Cullen Rogers

No. 25
- Position: Halfback

Personal information
- Born: May 29, 1921 Mart, Texas, U.S.
- Died: November 1, 1997 (aged 76) McLennan County, Texas, U.S.
- Listed height: 5 ft 10 in (1.78 m)
- Listed weight: 175 lb (79 kg)

Career information
- High school: Mart
- College: Texas A&M (1938–1942)
- NFL draft: 1943 (16th round, 145th overall pick)

Career history
- Los Angeles Rams (1946)*; Pittsburgh Steelers (1946);
- * Offseason or practice squad member only

Awards and highlights
- National champion (1939); First-team All-SWC (1942);
- Stats at Pro Football Reference

= Cullen Rogers =

American football player (1921–1997)

Cullen James Rogers (May 29, 1921 – November 1, 1997) was an American professional football halfback who played one season with the Pittsburgh Steelers of the National Football League (NFL). He was selected by the Cleveland Rams in the 16th round of the 1943 NFL draft. He played college football and baseball at Texas A&M University.

==Early life==
Cullen James Rogers was born on May 29, 1921, in Mart, Texas. He attended Mart High School in Mart.

==College career==
Rogers was a member of the Texas A&M Aggies freshman team in 1938. He was a letterman in 1939. The 1939 Aggie were consensus national champions. He was listed as ineligible in 1940 and was a letterman again from 1941 to 1942. He was named first-team All-SWC by both the Associated Press and United Press his senior year in 1942. Rogers was also a three-year letterman in baseball from 1941 to 1943. He was a team captain in both sports as a senior. He was inducted into the school's athletics hall of fame in 1984.

==Professional career==
Rogers was selected by the Cleveland Rams in the 16th round, with the 145th overall pick, of the 1943 NFL draft. He served in the United States Army during World War II. After the war, he signed with the Los Angeles Rams in 1946 but was released later.

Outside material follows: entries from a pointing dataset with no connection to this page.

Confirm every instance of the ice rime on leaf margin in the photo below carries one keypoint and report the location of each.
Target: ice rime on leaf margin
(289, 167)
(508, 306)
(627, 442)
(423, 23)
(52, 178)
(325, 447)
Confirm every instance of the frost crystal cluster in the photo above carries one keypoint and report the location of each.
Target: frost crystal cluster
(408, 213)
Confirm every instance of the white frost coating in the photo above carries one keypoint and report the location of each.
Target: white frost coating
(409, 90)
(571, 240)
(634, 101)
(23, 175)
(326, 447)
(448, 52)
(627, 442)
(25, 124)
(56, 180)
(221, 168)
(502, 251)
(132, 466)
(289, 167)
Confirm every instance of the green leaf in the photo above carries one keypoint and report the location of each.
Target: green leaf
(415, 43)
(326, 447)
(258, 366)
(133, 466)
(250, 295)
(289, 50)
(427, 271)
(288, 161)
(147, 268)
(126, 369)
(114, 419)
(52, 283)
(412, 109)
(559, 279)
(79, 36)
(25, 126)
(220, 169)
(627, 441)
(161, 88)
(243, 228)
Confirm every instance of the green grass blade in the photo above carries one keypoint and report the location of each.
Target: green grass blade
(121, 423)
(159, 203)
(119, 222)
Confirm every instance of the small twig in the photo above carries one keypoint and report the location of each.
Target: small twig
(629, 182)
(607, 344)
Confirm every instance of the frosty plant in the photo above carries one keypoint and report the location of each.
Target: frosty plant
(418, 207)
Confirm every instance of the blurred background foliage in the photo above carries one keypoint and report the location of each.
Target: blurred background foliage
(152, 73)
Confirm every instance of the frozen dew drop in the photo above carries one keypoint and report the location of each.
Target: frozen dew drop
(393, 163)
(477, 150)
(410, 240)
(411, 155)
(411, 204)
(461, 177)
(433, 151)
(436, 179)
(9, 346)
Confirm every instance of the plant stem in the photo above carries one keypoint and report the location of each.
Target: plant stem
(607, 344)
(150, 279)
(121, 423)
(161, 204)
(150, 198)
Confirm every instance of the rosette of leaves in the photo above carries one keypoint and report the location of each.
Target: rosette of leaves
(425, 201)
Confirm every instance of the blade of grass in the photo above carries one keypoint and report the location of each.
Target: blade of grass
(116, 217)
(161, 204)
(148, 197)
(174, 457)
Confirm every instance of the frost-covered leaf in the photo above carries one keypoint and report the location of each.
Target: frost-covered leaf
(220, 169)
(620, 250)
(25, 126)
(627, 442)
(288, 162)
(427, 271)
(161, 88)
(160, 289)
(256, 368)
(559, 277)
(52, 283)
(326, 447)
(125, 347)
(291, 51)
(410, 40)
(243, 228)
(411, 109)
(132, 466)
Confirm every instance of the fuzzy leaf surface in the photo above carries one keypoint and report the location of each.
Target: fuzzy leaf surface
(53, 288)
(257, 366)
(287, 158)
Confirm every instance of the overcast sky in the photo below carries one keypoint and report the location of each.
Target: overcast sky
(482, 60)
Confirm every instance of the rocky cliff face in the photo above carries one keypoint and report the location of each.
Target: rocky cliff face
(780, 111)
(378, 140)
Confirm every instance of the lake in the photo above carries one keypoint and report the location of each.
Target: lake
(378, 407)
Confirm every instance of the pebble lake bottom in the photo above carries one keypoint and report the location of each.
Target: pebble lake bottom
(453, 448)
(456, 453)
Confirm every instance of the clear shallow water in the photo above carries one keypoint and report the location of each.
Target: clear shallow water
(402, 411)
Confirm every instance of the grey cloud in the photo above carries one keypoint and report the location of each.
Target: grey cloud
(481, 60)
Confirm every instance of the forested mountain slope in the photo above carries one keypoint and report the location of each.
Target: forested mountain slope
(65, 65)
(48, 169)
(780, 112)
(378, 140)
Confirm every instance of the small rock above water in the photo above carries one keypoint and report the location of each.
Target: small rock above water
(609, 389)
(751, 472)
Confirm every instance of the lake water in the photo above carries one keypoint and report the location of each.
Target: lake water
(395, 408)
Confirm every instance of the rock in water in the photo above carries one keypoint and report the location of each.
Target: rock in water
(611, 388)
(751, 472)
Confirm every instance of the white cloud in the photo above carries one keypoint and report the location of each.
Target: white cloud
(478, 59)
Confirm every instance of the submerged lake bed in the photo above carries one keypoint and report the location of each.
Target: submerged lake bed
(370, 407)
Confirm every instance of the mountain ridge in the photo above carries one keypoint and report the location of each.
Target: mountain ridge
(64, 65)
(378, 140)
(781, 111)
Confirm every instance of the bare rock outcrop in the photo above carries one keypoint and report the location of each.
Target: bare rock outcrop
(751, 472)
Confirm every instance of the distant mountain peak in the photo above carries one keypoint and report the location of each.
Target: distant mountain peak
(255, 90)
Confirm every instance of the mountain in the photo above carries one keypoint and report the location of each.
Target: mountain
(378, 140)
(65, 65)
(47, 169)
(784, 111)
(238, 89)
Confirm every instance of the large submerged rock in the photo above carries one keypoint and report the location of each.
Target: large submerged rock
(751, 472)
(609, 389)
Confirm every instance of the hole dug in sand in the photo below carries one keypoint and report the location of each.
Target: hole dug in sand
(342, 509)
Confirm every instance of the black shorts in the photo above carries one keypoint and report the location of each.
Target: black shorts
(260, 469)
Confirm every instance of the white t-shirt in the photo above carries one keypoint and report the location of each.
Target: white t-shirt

Rogers signed with the Pittsburgh Steelers in 1946. He played in five games for the Steelers during the 1946 season, totaling six rushing attempts for negative eight yards, one incomplete pass, three fumbles, and one fumble recovery. He was released on October 23, 1946.

==Personal life==
Rogers died on November 1, 1997, in McLennan County, Texas.